10 мая 1939 года Деканозов попросил меня явиться к нему в 10 часов
вечера. Днем я зашел к секретарю наркома (там почему-то не было ни души)
и попросил выяснить, какова резолюция наркома по какой-то моей записке.
Секретарь, вернувшись от Молотова, с нескрываемым удивлением сообщил,
что нарком хочет меня видеть. В маленьком кабинете, где меня раньше
принимал Литвинов, стоял позади письменного стола у стены Молотов,
заложив руки за спину. На этот раз рукопожатия были отменены. Он глядел
на меня внимательно и, как мне показалось, с непонятным любопытством.
Задав несколько вопросов по служебным делам, он задумчиво повторил вслух
один из моих ответов, все еще как бы приглядываясь ко мне. После того,
как я упомянул, что вечером буду с докладом у его заместителя, Молотов
меня отпустил.
В начале вечера я отправился на Центральный телеграф. В самых недрах
этого правительственного учреждения, в зале, где, как мне помнится, на
возвышении сидел человек в наушниках, видимо, контролируя какую-то
радиопередачу или линию связи, я в уголке, за маленьким столиком,
просматривал принесенные мне телеграфные бланки с сообщениями
иностранных корреспондентов, которые теперь, в результате моей
собственной инициативы, давали информацию помимо Отдела печати.
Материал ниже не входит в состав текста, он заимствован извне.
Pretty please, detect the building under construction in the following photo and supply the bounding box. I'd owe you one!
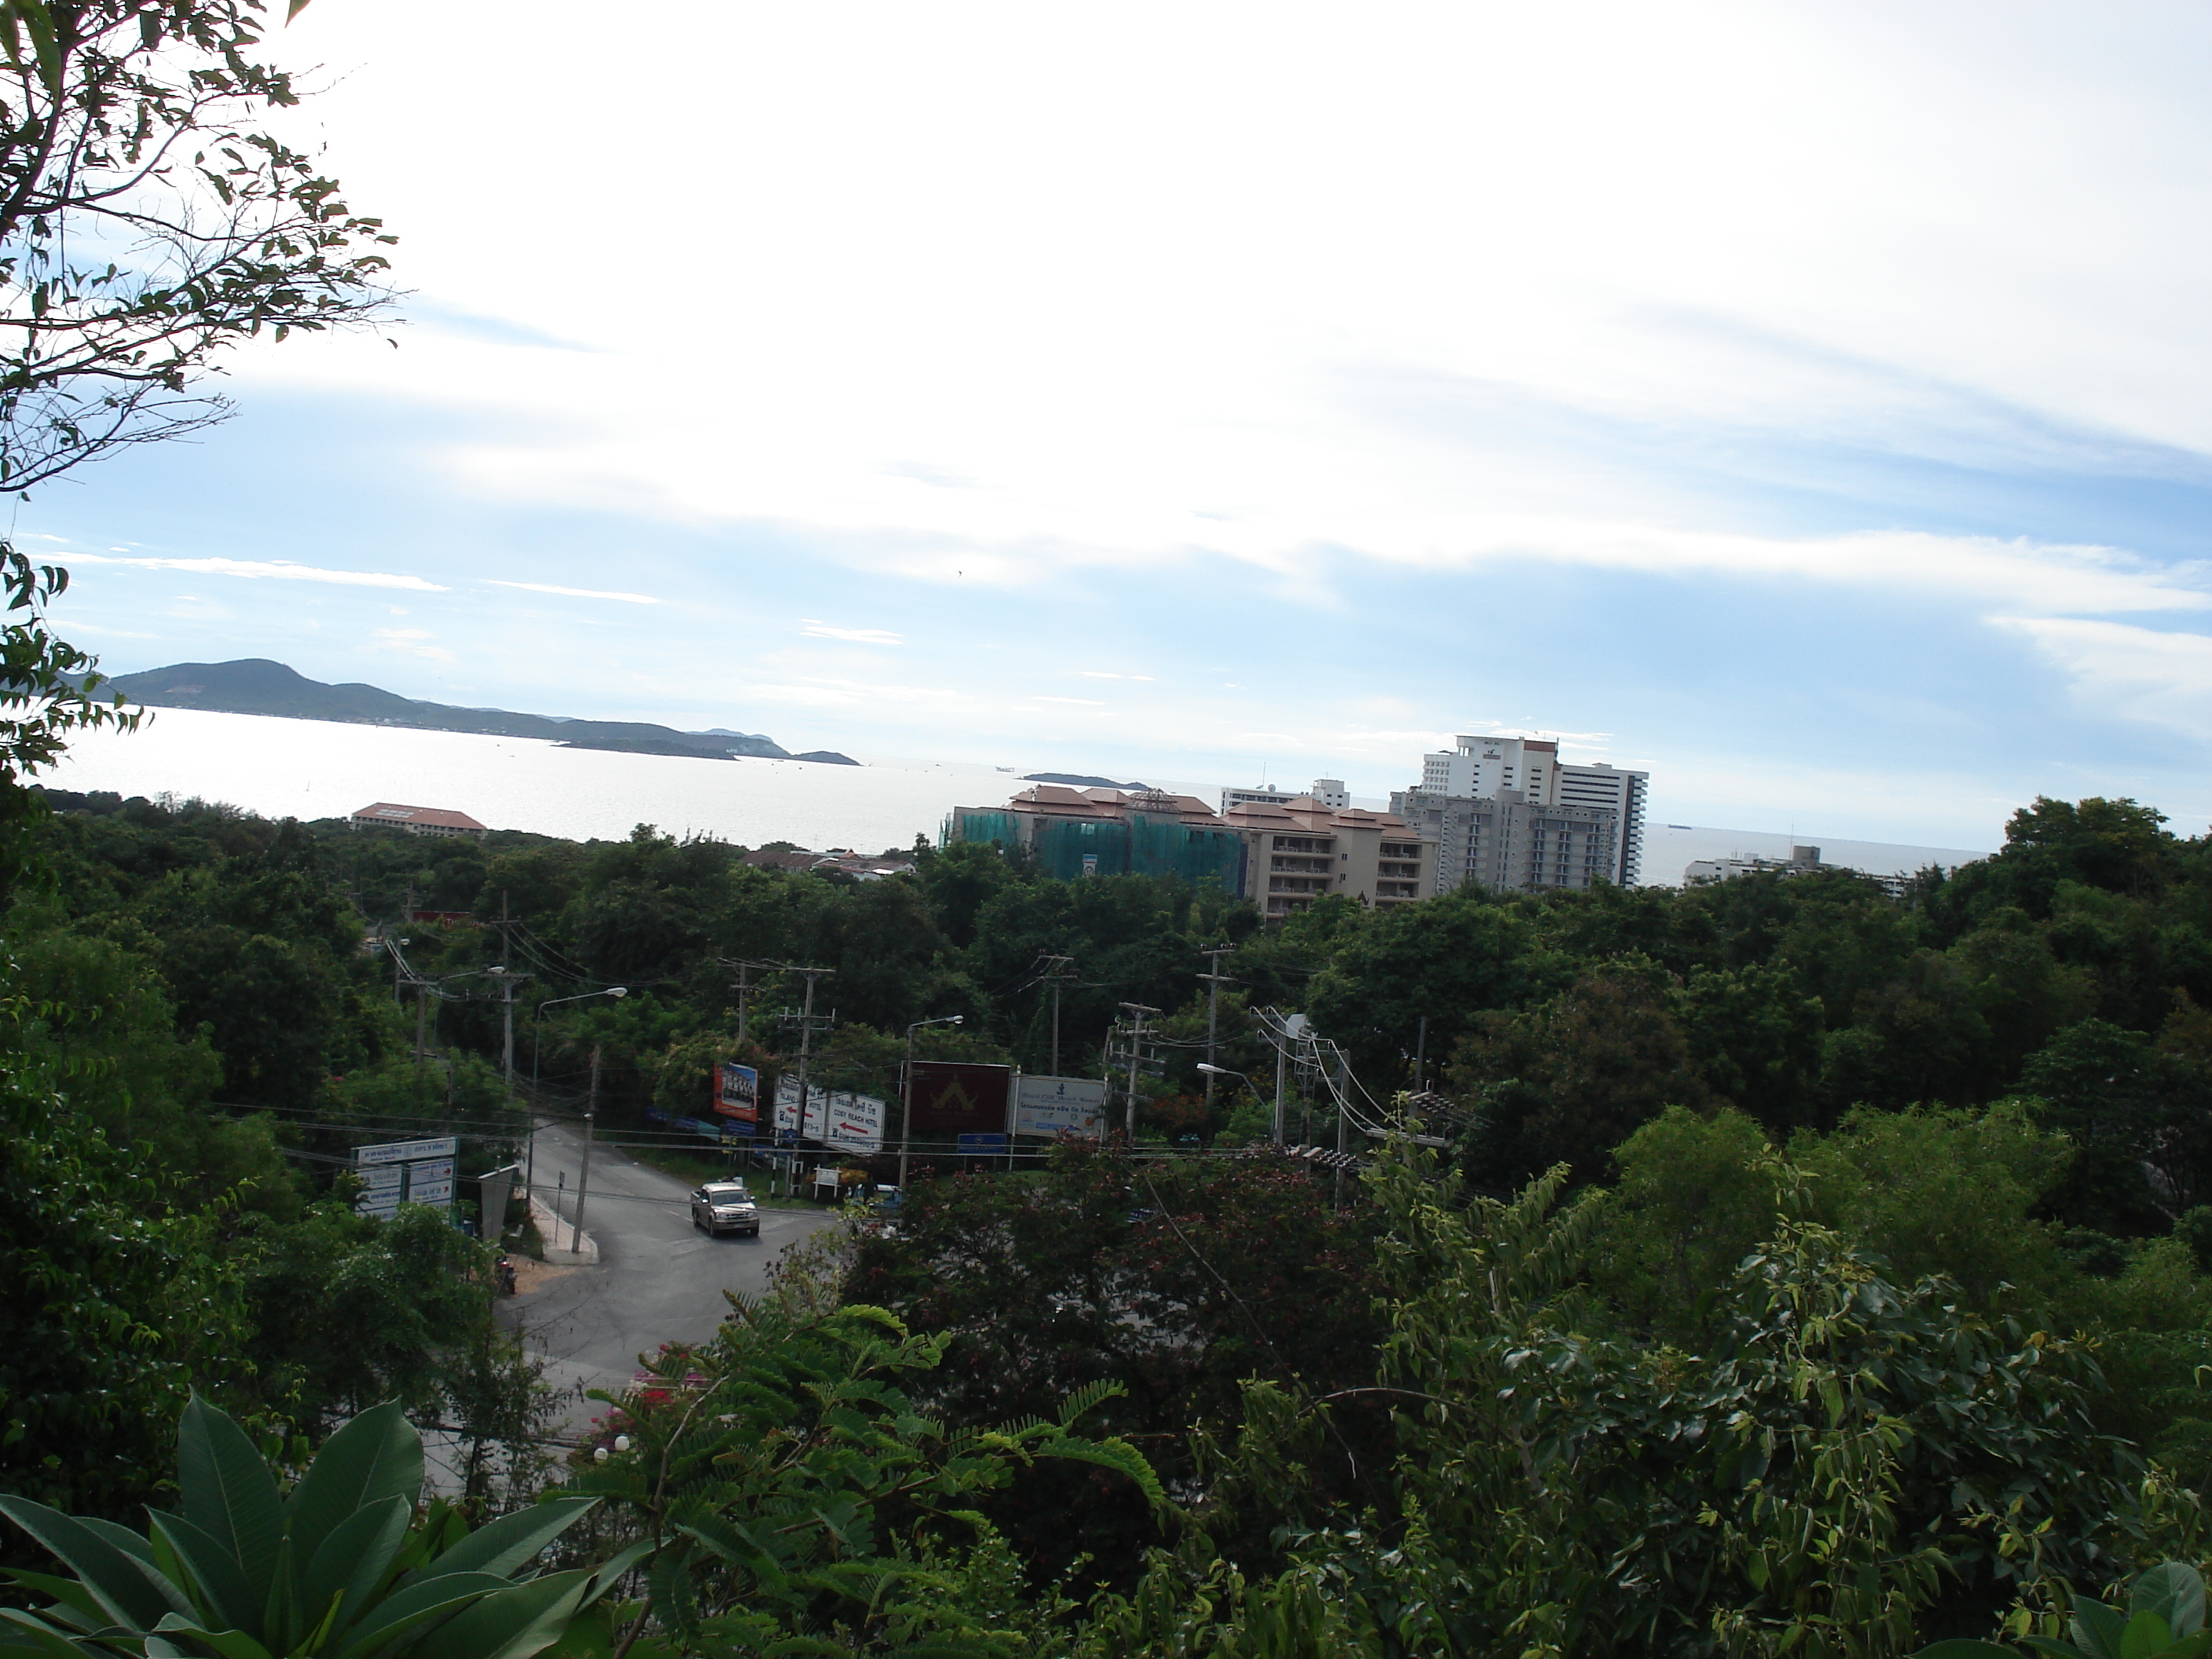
[943,783,1436,915]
Вдруг в
это помещение, где соблюдалась полная тишина, запыхавшись, вошли три
человека. «Ах, вы здесь», — бессмысленно воскликнул один из них. Он тут
же снял телефонную трубку, позвонил Деканозову, доложил: «Гнедин здесь
на телеграфе» и передал мне трубку. Деканозов выразил удивление, что я к
нему не явился. Я сослался на то, что еще нет 10 часов и сказал, что
немедленно приеду.
Я направился к выходу, сопровождаемый тремя субъектами. Пока я говорил
по телефону, эти «подоспевшие сотрудники» нетерпеливо переминались с
ноги на ногу, а теперь, с трудом прикрывая назойливость деланной
любезностью, предложили мне поехать в их машине. Я ответил, что меня
ждет моя машина.
Из подъезда я вышел одновременно с несколькими хорошенькими девушками —
хористками или актрисами радиовещания. «Подвезите нас!» — кокетливо
крикнула одна из них. «В другой раз», — обещал я за час до своего
ареста. Девушки весело рассмеялись. Мне тоже стало весело.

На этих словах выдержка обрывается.